Docker package rules

URL construction

Remote URLs are prefixed with /v2/ for package: docker remotes:

{base_url}/v2/{path}

e.g. library/nginx/manifests/latesthttps://registry-1.docker.io/v2/library/nginx/manifests/latest

Authentication

Docker registries use Bearer token challenges. On a 401 Unauthorized response, the API:

  1. Parses the WWW-Authenticate: Bearer header for realm, service, and scope.
  2. Fetches a token from the auth realm, supplying username/password from the remote config if present.
  3. Retries the request with Authorization: Bearer <token>.

Tokens are cached in-memory keyed by (realm, service, scope, username) and expire 30 seconds before their stated expires_in.

Cache classification

path pattern mutable class TTL source
/manifests/<tag> yes index index_ttl
/tags/list yes index index_ttl
/manifests/sha256:<digest> no file file_ttl
/blobs/sha256:<digest> no file file_ttl

Tag-based manifests and tag lists are mutable and cached as index.
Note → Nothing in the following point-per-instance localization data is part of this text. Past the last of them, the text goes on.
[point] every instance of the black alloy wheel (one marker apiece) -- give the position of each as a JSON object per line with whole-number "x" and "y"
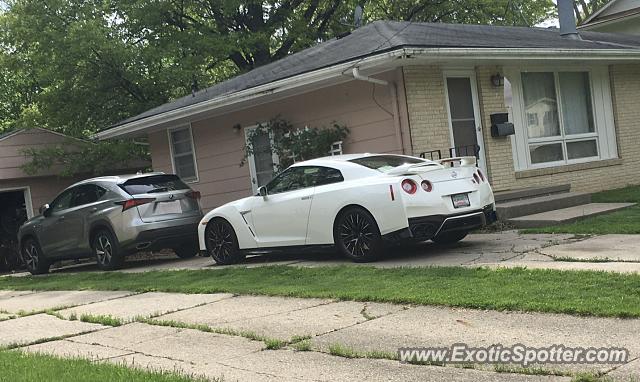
{"x": 222, "y": 243}
{"x": 357, "y": 235}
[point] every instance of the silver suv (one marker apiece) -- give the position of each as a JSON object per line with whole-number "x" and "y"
{"x": 111, "y": 217}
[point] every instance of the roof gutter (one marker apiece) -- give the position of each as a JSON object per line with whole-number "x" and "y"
{"x": 280, "y": 86}
{"x": 340, "y": 70}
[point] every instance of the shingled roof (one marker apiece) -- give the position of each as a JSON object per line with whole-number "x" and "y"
{"x": 383, "y": 36}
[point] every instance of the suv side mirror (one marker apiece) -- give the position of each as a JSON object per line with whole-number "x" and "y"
{"x": 43, "y": 209}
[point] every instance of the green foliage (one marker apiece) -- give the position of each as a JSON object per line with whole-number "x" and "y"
{"x": 290, "y": 144}
{"x": 18, "y": 366}
{"x": 86, "y": 158}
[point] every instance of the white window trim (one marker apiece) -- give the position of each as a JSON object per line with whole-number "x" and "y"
{"x": 602, "y": 108}
{"x": 193, "y": 152}
{"x": 251, "y": 160}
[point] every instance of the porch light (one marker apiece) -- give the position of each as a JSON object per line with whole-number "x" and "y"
{"x": 497, "y": 80}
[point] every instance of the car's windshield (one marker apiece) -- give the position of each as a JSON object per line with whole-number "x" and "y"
{"x": 385, "y": 163}
{"x": 153, "y": 184}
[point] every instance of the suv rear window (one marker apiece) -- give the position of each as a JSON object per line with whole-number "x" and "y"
{"x": 385, "y": 163}
{"x": 153, "y": 183}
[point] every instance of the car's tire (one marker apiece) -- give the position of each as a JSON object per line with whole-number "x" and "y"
{"x": 107, "y": 251}
{"x": 33, "y": 257}
{"x": 450, "y": 237}
{"x": 357, "y": 236}
{"x": 186, "y": 251}
{"x": 222, "y": 242}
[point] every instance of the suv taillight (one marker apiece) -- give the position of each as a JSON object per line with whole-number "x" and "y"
{"x": 194, "y": 195}
{"x": 127, "y": 204}
{"x": 409, "y": 186}
{"x": 481, "y": 175}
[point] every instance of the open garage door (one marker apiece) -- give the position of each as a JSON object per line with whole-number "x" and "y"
{"x": 14, "y": 206}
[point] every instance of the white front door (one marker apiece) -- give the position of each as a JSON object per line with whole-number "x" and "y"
{"x": 262, "y": 161}
{"x": 464, "y": 115}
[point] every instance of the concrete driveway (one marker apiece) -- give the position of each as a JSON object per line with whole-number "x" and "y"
{"x": 617, "y": 253}
{"x": 155, "y": 334}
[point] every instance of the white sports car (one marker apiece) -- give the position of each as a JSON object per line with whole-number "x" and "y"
{"x": 356, "y": 203}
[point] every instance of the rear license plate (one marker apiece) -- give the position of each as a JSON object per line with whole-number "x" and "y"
{"x": 460, "y": 200}
{"x": 174, "y": 207}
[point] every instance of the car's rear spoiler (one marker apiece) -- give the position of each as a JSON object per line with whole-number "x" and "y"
{"x": 463, "y": 161}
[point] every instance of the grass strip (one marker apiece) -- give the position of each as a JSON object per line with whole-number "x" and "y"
{"x": 17, "y": 366}
{"x": 591, "y": 293}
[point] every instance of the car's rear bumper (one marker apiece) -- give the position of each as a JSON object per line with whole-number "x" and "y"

Digest-pinned manifests and blobs are content-addressed and cached indefinitely as files.

Blob deduplication

Blobs are stored under a digest-keyed path shared across all images on the same remote:

{remote_name}/blobs/sha256/{digest}

The same layer pulled by different images is stored once.

Accept headers

path Accept header sent upstream
/manifests/… application/vnd.docker.distribution.manifest.v2+json, application/vnd.oci.image.manifest.v1+json, application/vnd.oci.image.index.v1+json, application/vnd.docker.distribution.manifest.list.v2+json
/blobs/… application/octet-stream

OCI Distribution API endpoint

The API exposes a native Docker registry interface so clients can use docker pull directly:

GET  /v2/                                   — version ping
GET  /v2/{remote}/{image}/manifests/{ref}   — fetch manifest
HEAD /v2/{remote}/{image}/manifests/{ref}   — manifest metadata
GET  /v2/{remote}/{image}/blobs/{digest}    — fetch blob
HEAD /v2/{remote}/{image}/blobs/{digest}    — blob metadata

Responses include Docker-Distribution-Api-Version, Docker-Content-Digest, and the correct OCI Content-Type (detected from the manifest mediaType field).
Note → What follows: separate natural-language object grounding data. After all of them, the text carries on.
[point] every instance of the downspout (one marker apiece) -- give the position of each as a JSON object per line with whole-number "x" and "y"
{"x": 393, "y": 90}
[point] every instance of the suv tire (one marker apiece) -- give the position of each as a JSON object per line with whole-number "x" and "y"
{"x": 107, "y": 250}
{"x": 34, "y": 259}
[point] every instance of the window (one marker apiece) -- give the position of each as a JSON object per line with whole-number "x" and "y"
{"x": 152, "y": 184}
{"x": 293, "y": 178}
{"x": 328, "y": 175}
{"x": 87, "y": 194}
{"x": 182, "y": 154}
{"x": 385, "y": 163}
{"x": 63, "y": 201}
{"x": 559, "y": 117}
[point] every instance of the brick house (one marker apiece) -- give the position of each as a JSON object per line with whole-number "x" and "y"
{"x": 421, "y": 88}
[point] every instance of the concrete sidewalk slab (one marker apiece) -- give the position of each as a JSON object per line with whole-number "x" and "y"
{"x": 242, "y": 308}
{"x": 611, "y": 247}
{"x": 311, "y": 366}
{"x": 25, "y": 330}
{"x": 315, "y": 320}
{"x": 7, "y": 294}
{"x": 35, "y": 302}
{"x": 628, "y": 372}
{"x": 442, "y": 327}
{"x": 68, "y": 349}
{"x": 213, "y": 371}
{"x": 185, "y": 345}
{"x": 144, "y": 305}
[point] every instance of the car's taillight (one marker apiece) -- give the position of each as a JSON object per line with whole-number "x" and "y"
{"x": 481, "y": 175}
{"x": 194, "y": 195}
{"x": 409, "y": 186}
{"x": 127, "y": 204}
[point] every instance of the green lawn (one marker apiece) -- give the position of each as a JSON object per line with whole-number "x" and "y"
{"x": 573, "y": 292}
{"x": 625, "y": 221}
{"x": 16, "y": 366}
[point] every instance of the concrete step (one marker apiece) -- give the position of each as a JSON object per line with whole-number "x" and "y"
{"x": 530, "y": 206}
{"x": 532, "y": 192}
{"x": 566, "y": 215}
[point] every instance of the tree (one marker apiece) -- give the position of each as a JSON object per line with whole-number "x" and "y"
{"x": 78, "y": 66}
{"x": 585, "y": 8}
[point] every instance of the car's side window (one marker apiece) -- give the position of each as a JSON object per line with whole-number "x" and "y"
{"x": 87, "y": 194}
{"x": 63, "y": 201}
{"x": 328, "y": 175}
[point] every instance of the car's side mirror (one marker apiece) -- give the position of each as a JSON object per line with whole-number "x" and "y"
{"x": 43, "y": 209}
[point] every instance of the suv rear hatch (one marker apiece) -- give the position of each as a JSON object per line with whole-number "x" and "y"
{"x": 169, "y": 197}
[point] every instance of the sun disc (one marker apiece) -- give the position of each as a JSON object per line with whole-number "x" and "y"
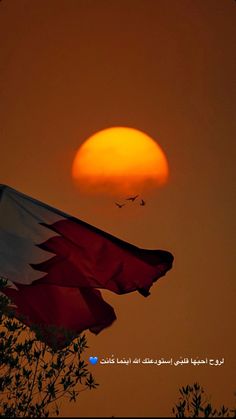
{"x": 119, "y": 160}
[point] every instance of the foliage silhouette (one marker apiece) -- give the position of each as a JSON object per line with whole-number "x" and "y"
{"x": 193, "y": 402}
{"x": 34, "y": 376}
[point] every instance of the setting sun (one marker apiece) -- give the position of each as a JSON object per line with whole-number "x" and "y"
{"x": 119, "y": 160}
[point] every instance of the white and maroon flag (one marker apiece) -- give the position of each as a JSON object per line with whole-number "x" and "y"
{"x": 55, "y": 265}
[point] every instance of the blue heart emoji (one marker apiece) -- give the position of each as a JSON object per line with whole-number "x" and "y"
{"x": 93, "y": 360}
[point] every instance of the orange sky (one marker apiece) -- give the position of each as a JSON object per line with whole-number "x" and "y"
{"x": 71, "y": 68}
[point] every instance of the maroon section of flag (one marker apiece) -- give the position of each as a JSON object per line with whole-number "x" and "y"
{"x": 56, "y": 265}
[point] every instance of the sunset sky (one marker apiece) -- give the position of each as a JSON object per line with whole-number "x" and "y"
{"x": 70, "y": 68}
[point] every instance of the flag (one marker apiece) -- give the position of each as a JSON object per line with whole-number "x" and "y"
{"x": 57, "y": 264}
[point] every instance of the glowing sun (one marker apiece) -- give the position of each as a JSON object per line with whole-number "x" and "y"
{"x": 120, "y": 160}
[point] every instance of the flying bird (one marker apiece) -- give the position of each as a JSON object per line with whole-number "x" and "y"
{"x": 119, "y": 205}
{"x": 132, "y": 198}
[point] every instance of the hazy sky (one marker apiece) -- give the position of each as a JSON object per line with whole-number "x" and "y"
{"x": 69, "y": 68}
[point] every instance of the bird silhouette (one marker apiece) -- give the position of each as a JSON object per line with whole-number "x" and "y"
{"x": 119, "y": 205}
{"x": 132, "y": 198}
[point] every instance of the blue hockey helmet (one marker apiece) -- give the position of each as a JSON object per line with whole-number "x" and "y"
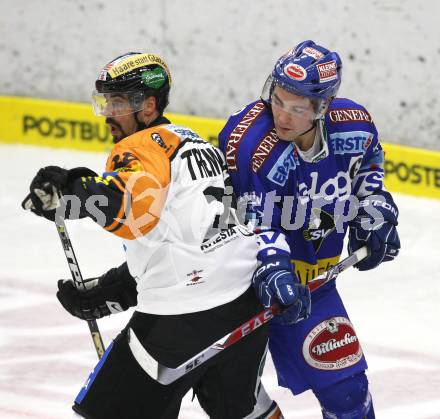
{"x": 308, "y": 70}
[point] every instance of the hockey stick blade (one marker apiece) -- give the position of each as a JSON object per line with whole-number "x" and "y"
{"x": 78, "y": 280}
{"x": 166, "y": 375}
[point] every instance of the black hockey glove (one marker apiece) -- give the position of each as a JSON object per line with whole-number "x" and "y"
{"x": 48, "y": 185}
{"x": 113, "y": 292}
{"x": 375, "y": 227}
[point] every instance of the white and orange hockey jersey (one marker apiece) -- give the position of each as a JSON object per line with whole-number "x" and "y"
{"x": 168, "y": 196}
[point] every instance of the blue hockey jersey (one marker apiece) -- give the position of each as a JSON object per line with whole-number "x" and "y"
{"x": 309, "y": 203}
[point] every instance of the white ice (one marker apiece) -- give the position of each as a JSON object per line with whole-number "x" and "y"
{"x": 46, "y": 355}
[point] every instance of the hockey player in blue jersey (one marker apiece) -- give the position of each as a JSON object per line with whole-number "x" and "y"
{"x": 308, "y": 166}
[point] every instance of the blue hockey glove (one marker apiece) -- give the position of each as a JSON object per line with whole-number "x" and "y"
{"x": 275, "y": 282}
{"x": 375, "y": 227}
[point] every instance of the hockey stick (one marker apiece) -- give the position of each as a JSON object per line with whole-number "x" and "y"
{"x": 165, "y": 375}
{"x": 78, "y": 280}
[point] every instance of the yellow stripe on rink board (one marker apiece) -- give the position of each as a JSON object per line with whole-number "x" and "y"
{"x": 51, "y": 123}
{"x": 412, "y": 170}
Only remotes with package: docker are accessible via this endpoint. All other remotes return 400.


include_patterns

include_patterns is a list of Python regexes applied to every request before any upstream fetch or cache lookup.

Generic remotes (/api/v1/remote/…):

  • Patterns match against the file path and the full path.
  • Index files (mutable metadata) bypass pattern checks and are always allowed.

Docker remotes (/v2/…):

  • Patterns match against the image name (first two path segments, e.g. library/nginx) and the full path.
  • The index-file exemption does not apply — patterns restrict whole images, including their manifests and tag lists.
  • No patterns configured → all images allowed.
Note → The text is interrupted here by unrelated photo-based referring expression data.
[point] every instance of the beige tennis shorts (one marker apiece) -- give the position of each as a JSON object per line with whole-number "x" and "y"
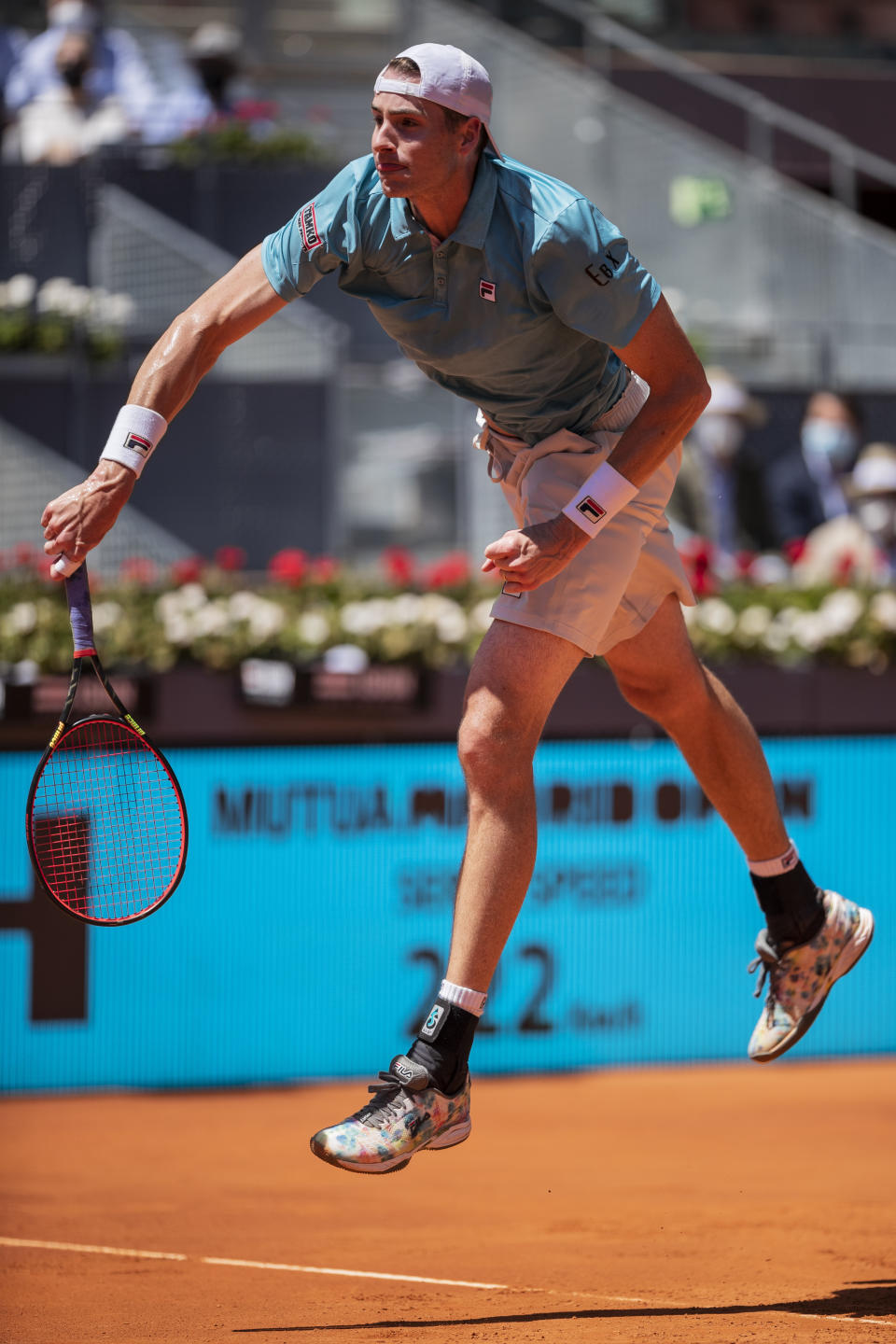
{"x": 614, "y": 585}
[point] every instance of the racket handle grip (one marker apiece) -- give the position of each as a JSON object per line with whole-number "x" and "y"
{"x": 79, "y": 609}
{"x": 63, "y": 566}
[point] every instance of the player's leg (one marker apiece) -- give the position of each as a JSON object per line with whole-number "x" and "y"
{"x": 813, "y": 937}
{"x": 422, "y": 1101}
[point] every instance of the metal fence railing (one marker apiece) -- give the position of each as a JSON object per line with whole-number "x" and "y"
{"x": 783, "y": 286}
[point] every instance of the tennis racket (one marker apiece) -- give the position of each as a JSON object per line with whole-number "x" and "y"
{"x": 105, "y": 820}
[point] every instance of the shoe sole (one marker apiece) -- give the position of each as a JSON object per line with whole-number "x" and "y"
{"x": 450, "y": 1139}
{"x": 856, "y": 947}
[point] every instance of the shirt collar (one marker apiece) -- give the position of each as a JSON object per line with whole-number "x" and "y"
{"x": 477, "y": 214}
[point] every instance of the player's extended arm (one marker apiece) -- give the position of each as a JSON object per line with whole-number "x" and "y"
{"x": 77, "y": 521}
{"x": 663, "y": 355}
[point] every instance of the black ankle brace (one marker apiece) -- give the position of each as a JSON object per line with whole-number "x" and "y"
{"x": 443, "y": 1044}
{"x": 791, "y": 904}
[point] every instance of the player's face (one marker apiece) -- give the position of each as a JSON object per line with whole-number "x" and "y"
{"x": 414, "y": 149}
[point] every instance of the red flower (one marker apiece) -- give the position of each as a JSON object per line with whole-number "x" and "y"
{"x": 324, "y": 568}
{"x": 289, "y": 566}
{"x": 449, "y": 571}
{"x": 697, "y": 556}
{"x": 230, "y": 558}
{"x": 398, "y": 566}
{"x": 846, "y": 567}
{"x": 137, "y": 568}
{"x": 189, "y": 570}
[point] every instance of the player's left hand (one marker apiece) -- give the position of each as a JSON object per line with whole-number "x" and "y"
{"x": 78, "y": 521}
{"x": 531, "y": 555}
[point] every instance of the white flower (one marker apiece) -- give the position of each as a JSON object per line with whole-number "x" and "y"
{"x": 21, "y": 620}
{"x": 840, "y": 611}
{"x": 367, "y": 617}
{"x": 314, "y": 628}
{"x": 62, "y": 296}
{"x": 883, "y": 609}
{"x": 407, "y": 608}
{"x": 106, "y": 616}
{"x": 809, "y": 631}
{"x": 189, "y": 598}
{"x": 716, "y": 616}
{"x": 213, "y": 619}
{"x": 754, "y": 622}
{"x": 450, "y": 625}
{"x": 179, "y": 629}
{"x": 266, "y": 620}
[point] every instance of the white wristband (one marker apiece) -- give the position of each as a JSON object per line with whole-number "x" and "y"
{"x": 599, "y": 497}
{"x": 134, "y": 436}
Returns 403 when a request is blocked.


Versioning

The package version is derived from git tags via hatch-vcs. Tags follow the format v{MAJOR}.{MINOR}.{PATCH}.

Docker images are built with the version injected at build time:

SETUPTOOLS_SCM_PRETEND_VERSION=<version> uv sync --frozen

The Makefile provides patch, minor, and major targets that tag the current commit and rebuild the container image.